Add docs: design, rust-api, cpp-api, java-api and python-api#9
Conversation
leaves12138
left a comment
There was a problem hiding this comment.
Thanks for adding the docs. I focused on whether the documentation matches the current implementation and found several mismatches that should be fixed before merge. Local static link validation passed; the issues below are about API/format accuracy.

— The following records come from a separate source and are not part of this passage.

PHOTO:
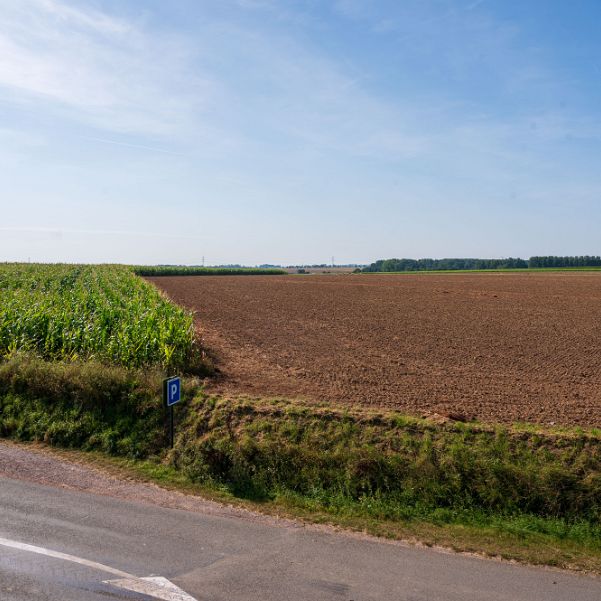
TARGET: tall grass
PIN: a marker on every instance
(102, 312)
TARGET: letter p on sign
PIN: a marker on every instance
(173, 391)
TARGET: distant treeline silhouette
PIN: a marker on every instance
(388, 265)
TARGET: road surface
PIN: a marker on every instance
(215, 553)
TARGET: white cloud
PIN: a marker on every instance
(104, 71)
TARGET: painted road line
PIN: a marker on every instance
(154, 586)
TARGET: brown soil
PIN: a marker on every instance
(495, 347)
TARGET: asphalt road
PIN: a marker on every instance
(229, 557)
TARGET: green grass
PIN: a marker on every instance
(101, 312)
(468, 486)
(171, 270)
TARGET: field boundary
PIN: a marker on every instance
(522, 492)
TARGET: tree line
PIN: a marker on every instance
(389, 265)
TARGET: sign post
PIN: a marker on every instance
(172, 394)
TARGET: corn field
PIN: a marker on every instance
(102, 312)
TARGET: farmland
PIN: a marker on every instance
(493, 347)
(103, 313)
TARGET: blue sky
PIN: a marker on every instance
(253, 131)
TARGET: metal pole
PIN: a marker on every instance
(171, 425)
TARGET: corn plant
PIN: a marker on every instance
(104, 312)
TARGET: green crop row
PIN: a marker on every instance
(158, 270)
(102, 312)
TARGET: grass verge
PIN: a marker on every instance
(519, 492)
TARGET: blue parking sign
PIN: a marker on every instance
(173, 392)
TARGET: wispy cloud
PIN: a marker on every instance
(102, 70)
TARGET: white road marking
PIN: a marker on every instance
(13, 544)
(154, 586)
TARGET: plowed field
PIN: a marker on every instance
(495, 347)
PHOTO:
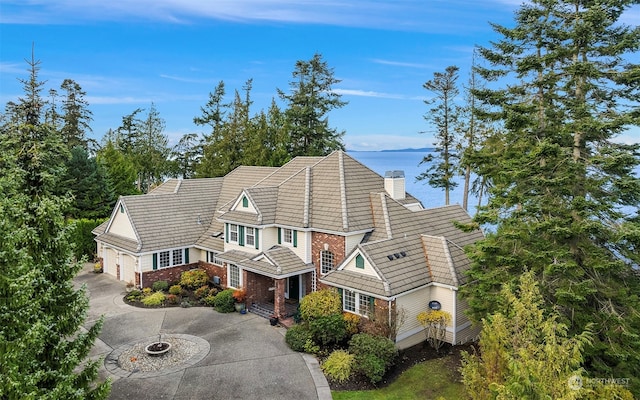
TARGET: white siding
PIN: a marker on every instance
(110, 259)
(352, 241)
(146, 262)
(121, 225)
(412, 304)
(128, 268)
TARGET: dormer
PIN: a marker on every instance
(244, 204)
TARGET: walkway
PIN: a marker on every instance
(246, 359)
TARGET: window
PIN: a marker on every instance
(233, 233)
(170, 258)
(234, 276)
(212, 257)
(164, 259)
(250, 236)
(357, 303)
(287, 236)
(326, 262)
(177, 257)
(349, 301)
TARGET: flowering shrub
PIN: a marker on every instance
(176, 290)
(155, 299)
(194, 278)
(339, 365)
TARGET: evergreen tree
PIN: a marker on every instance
(443, 164)
(308, 103)
(43, 353)
(76, 115)
(526, 353)
(87, 181)
(120, 171)
(213, 114)
(563, 189)
(186, 156)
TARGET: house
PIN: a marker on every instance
(281, 233)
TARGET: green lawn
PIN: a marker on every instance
(431, 379)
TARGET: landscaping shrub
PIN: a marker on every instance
(194, 278)
(224, 301)
(154, 299)
(339, 365)
(172, 299)
(160, 286)
(351, 322)
(175, 289)
(297, 337)
(322, 303)
(328, 329)
(134, 295)
(209, 300)
(201, 292)
(373, 355)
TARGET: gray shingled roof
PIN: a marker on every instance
(409, 249)
(277, 262)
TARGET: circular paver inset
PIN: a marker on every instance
(130, 360)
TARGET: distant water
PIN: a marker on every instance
(407, 161)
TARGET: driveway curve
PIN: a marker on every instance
(246, 357)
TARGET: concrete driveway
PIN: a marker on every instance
(239, 357)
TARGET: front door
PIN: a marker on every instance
(293, 287)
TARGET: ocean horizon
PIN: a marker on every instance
(408, 160)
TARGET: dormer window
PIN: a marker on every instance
(233, 233)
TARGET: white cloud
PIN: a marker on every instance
(368, 93)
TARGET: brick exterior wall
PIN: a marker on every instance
(170, 275)
(215, 270)
(336, 245)
(257, 287)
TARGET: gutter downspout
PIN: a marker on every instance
(455, 317)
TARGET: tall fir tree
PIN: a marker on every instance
(310, 99)
(563, 187)
(43, 352)
(443, 163)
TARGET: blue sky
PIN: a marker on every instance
(127, 54)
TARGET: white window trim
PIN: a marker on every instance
(357, 302)
(170, 260)
(229, 276)
(284, 236)
(247, 236)
(231, 232)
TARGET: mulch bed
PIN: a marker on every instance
(407, 358)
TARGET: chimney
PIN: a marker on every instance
(394, 184)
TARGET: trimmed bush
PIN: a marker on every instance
(297, 337)
(351, 323)
(175, 290)
(339, 365)
(155, 299)
(373, 355)
(160, 286)
(327, 330)
(134, 295)
(224, 301)
(194, 278)
(201, 292)
(322, 303)
(209, 300)
(172, 299)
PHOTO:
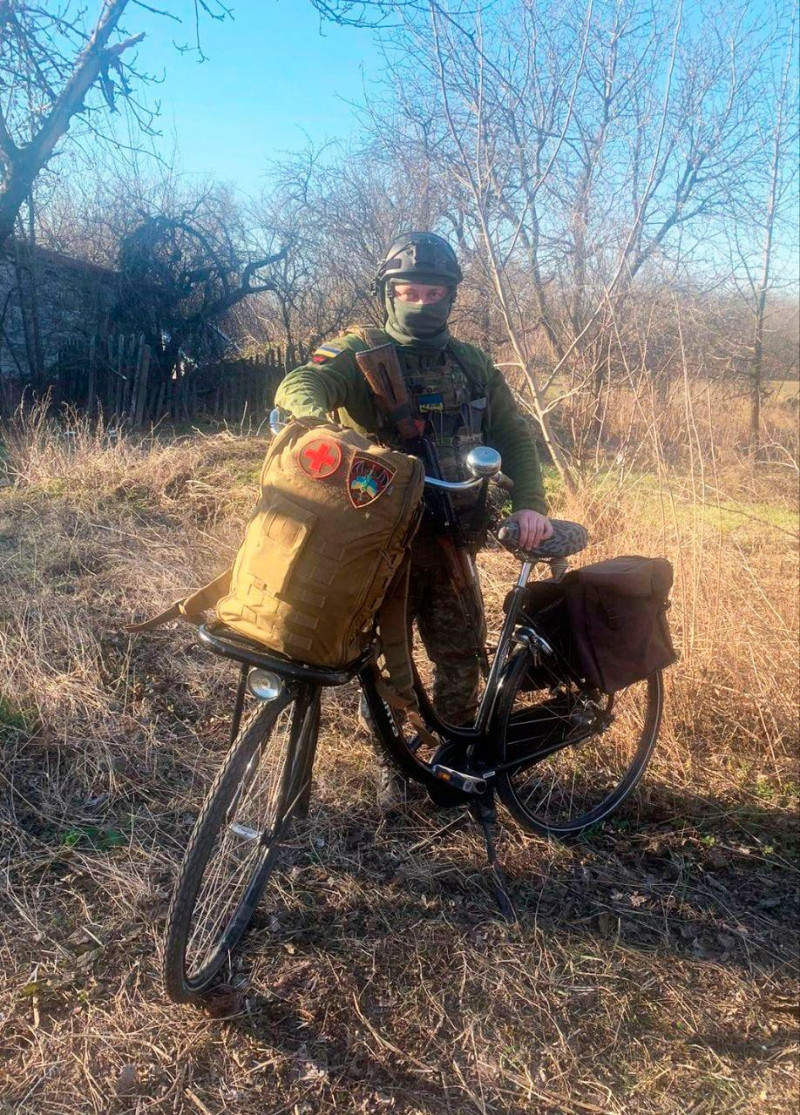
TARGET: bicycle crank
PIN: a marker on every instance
(466, 783)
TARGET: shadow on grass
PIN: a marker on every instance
(700, 882)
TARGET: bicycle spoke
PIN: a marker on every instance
(586, 752)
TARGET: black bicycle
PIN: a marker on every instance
(560, 755)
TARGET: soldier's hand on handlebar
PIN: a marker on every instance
(533, 527)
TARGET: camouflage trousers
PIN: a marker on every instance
(441, 614)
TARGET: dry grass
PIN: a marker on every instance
(653, 969)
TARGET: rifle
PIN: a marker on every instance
(382, 370)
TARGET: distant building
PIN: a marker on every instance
(50, 303)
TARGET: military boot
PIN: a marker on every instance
(392, 788)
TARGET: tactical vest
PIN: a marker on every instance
(441, 390)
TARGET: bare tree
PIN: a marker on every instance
(589, 151)
(183, 271)
(51, 62)
(767, 201)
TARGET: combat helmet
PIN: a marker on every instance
(422, 257)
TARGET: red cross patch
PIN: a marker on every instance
(319, 457)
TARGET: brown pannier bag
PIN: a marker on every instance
(608, 620)
(327, 541)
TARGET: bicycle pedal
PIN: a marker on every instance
(468, 783)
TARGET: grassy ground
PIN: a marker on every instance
(653, 969)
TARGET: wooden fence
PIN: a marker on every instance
(116, 378)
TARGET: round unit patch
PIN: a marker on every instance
(319, 457)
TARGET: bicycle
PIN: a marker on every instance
(560, 756)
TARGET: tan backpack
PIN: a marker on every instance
(329, 535)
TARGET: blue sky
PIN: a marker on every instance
(271, 78)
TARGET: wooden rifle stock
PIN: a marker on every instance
(383, 372)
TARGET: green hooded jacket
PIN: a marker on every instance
(331, 384)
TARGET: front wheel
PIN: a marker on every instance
(568, 758)
(234, 847)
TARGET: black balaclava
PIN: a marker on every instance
(418, 325)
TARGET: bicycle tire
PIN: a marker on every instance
(585, 781)
(286, 731)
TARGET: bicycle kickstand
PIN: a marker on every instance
(484, 813)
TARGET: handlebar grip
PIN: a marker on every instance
(567, 539)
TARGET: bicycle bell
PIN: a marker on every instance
(484, 462)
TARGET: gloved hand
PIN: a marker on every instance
(533, 527)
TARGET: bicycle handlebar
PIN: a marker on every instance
(566, 539)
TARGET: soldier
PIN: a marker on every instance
(465, 401)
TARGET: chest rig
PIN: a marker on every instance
(443, 395)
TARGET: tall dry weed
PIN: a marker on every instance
(648, 962)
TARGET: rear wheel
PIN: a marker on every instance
(248, 816)
(571, 757)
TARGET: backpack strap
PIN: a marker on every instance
(192, 607)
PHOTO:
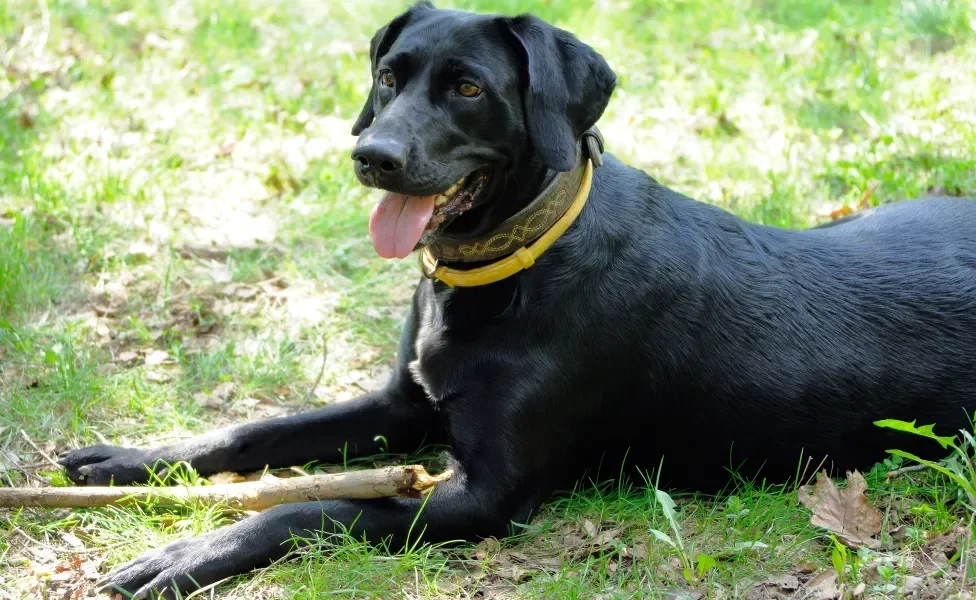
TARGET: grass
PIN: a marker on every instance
(177, 213)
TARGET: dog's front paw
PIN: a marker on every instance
(175, 569)
(102, 464)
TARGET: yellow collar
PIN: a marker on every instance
(522, 259)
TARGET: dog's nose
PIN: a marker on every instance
(380, 156)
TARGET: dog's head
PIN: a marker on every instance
(461, 104)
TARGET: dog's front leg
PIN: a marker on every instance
(459, 509)
(385, 420)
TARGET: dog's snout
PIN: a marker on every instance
(380, 156)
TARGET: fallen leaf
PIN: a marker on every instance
(638, 552)
(246, 293)
(589, 528)
(217, 397)
(156, 357)
(784, 583)
(127, 356)
(823, 587)
(911, 584)
(225, 477)
(73, 541)
(846, 513)
(899, 533)
(806, 567)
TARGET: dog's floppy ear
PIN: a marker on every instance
(569, 86)
(378, 47)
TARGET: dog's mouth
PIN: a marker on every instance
(400, 224)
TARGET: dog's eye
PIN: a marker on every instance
(468, 90)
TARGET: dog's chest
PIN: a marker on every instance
(453, 328)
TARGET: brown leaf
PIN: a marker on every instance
(589, 528)
(216, 398)
(806, 567)
(823, 587)
(784, 583)
(157, 357)
(638, 552)
(127, 356)
(846, 513)
(225, 477)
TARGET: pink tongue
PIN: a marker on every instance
(397, 222)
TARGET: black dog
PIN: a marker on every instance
(654, 326)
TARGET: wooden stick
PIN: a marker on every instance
(409, 480)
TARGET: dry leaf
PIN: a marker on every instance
(127, 356)
(911, 584)
(225, 477)
(589, 528)
(72, 540)
(784, 583)
(846, 513)
(823, 587)
(216, 398)
(638, 552)
(156, 357)
(806, 567)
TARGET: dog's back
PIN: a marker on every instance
(762, 331)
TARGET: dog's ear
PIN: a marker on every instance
(568, 88)
(378, 47)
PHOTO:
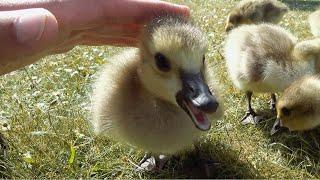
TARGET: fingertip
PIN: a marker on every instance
(35, 26)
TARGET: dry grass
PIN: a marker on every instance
(46, 108)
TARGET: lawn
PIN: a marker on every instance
(45, 108)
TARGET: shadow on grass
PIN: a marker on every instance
(301, 149)
(215, 162)
(307, 5)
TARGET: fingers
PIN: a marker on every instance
(23, 34)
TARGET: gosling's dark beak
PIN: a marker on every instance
(278, 127)
(197, 100)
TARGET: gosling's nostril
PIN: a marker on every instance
(211, 107)
(206, 103)
(229, 28)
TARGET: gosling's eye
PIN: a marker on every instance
(162, 62)
(285, 111)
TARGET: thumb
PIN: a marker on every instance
(25, 34)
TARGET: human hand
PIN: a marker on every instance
(31, 29)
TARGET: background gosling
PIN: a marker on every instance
(254, 12)
(158, 97)
(266, 58)
(299, 107)
(314, 22)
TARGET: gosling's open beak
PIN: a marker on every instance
(196, 100)
(278, 127)
(228, 28)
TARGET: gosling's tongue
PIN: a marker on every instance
(196, 99)
(198, 117)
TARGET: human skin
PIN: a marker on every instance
(31, 29)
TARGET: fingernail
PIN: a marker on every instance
(30, 27)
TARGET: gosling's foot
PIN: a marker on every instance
(272, 105)
(151, 163)
(251, 118)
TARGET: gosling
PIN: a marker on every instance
(255, 12)
(298, 108)
(158, 97)
(314, 22)
(266, 58)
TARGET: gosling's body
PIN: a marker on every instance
(266, 58)
(260, 58)
(256, 12)
(299, 107)
(136, 102)
(314, 22)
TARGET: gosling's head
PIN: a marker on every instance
(298, 107)
(255, 11)
(172, 68)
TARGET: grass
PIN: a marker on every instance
(45, 107)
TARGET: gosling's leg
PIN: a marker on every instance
(206, 163)
(273, 101)
(152, 163)
(251, 116)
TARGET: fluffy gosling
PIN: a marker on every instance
(266, 58)
(299, 107)
(158, 97)
(255, 12)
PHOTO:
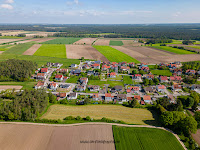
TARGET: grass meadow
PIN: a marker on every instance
(114, 55)
(116, 43)
(19, 49)
(62, 41)
(52, 50)
(116, 112)
(144, 139)
(161, 72)
(173, 50)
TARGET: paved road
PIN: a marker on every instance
(95, 123)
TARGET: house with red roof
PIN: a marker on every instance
(108, 97)
(44, 70)
(111, 75)
(53, 86)
(96, 66)
(147, 99)
(163, 79)
(176, 87)
(59, 77)
(160, 88)
(137, 77)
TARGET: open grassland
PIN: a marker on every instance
(116, 43)
(114, 55)
(51, 50)
(173, 50)
(25, 85)
(62, 41)
(161, 72)
(36, 137)
(144, 139)
(102, 83)
(19, 49)
(116, 112)
(40, 60)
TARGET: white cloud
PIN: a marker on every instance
(6, 6)
(9, 1)
(74, 2)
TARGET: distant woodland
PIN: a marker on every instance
(168, 31)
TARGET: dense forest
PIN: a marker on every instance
(24, 106)
(16, 70)
(170, 31)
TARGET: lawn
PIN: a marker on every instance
(116, 43)
(197, 47)
(101, 83)
(114, 55)
(173, 50)
(128, 80)
(144, 139)
(40, 60)
(26, 85)
(161, 72)
(19, 49)
(52, 50)
(116, 112)
(62, 41)
(72, 79)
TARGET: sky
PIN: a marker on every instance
(99, 11)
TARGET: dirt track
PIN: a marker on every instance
(86, 51)
(85, 41)
(32, 137)
(32, 50)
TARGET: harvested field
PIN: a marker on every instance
(86, 51)
(102, 42)
(32, 50)
(128, 115)
(85, 41)
(8, 40)
(32, 137)
(6, 87)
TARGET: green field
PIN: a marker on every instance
(10, 37)
(101, 83)
(115, 112)
(127, 138)
(62, 41)
(26, 85)
(173, 50)
(116, 43)
(52, 50)
(114, 55)
(161, 72)
(197, 47)
(5, 47)
(19, 49)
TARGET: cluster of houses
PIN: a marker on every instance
(117, 93)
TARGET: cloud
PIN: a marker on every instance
(74, 2)
(9, 1)
(6, 6)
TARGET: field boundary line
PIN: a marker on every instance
(97, 123)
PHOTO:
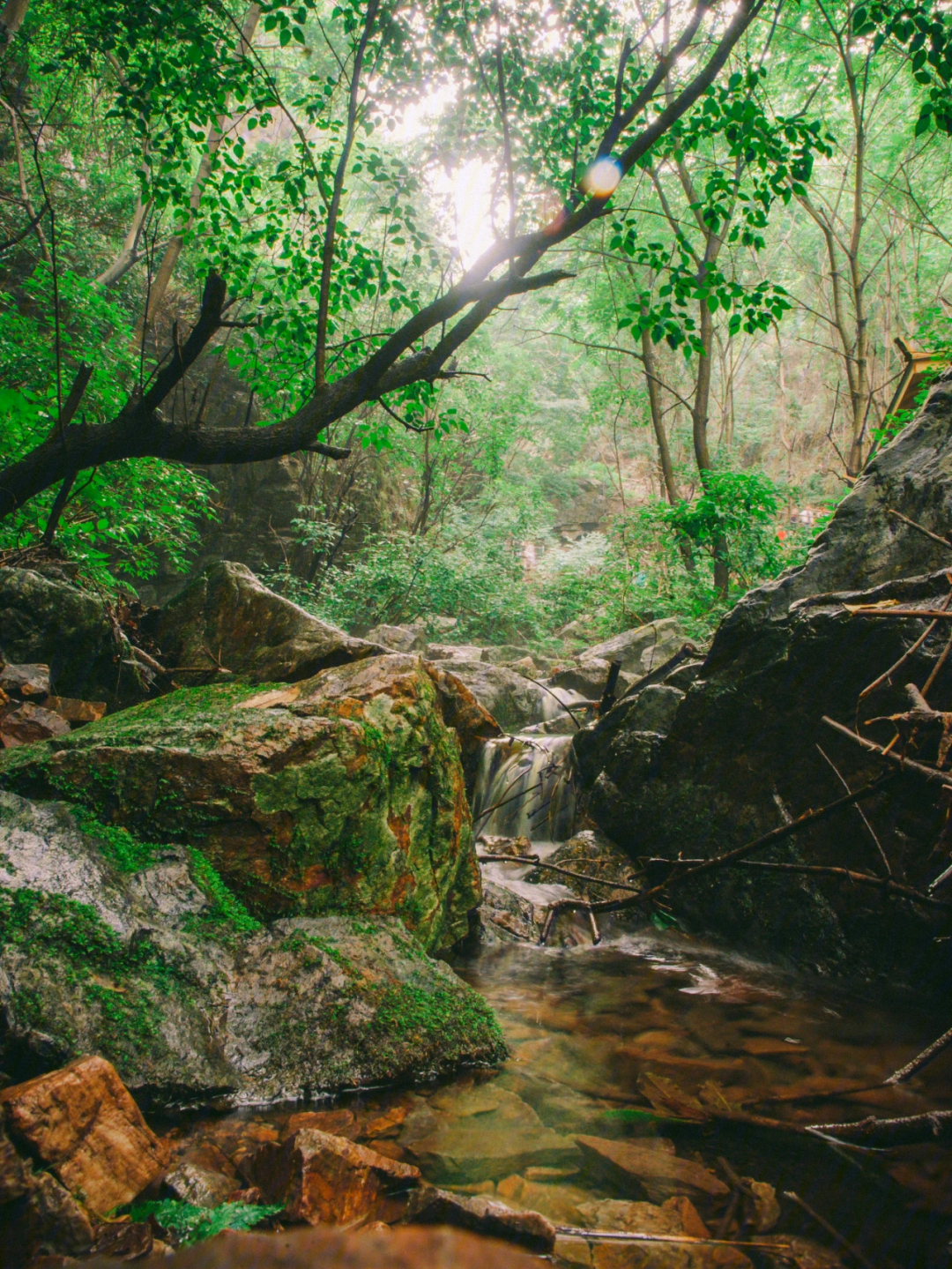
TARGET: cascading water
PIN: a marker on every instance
(525, 788)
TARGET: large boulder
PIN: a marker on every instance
(514, 701)
(71, 631)
(741, 749)
(228, 619)
(340, 794)
(148, 962)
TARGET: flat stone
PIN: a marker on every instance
(326, 1180)
(31, 723)
(399, 638)
(190, 1183)
(83, 1123)
(252, 631)
(26, 681)
(52, 1221)
(482, 1214)
(14, 1170)
(658, 1173)
(630, 646)
(77, 711)
(486, 1133)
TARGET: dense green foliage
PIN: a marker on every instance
(340, 165)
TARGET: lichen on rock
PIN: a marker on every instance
(343, 794)
(127, 965)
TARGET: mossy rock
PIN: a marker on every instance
(343, 794)
(188, 997)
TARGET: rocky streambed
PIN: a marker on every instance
(241, 895)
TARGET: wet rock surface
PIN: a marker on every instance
(228, 619)
(511, 699)
(340, 794)
(740, 750)
(188, 1000)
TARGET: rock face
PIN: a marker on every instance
(145, 959)
(511, 699)
(343, 794)
(227, 618)
(69, 631)
(744, 737)
(83, 1124)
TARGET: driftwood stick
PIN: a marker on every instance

| varint sharedPrefixLen (bytes shared with previous column name) | ||
| varint suffixLen (bytes of new suffix) | ||
| bytes suffix (suffixLen bytes, raw or BPE-encoded) | ||
| TypeDescriptor</code></pre> |
There was a problem hiding this comment.
This schema layout is missing the serialized logical/global column index. The implementation writes global_idx between suffix and TypeDescriptor (core/src/schema.rs), and the reader decodes it before deserialize_field. Without documenting that varint, an independent reader/writer based on this spec would be off by one field and could not preserve the original schema column order.
|
|
||
| <h3>Reading Stats</h3> | ||
| <pre><code><span class="kw">for</span> rg_idx <span class="kw">in</span> <span class="num">0</span>..reader.num_row_groups() { | ||
| <span class="kw">let</span> stats = reader.row_group_stats(rg_idx); |
There was a problem hiding this comment.
row_group_stats returns io::Result<&[ColumnStats]> in ReaderAccess, so this snippet does not compile as written. It should unwrap/propagate the result before iterating, e.g. let stats = reader.row_group_stats(rg_idx)?; or .unwrap() in a sample.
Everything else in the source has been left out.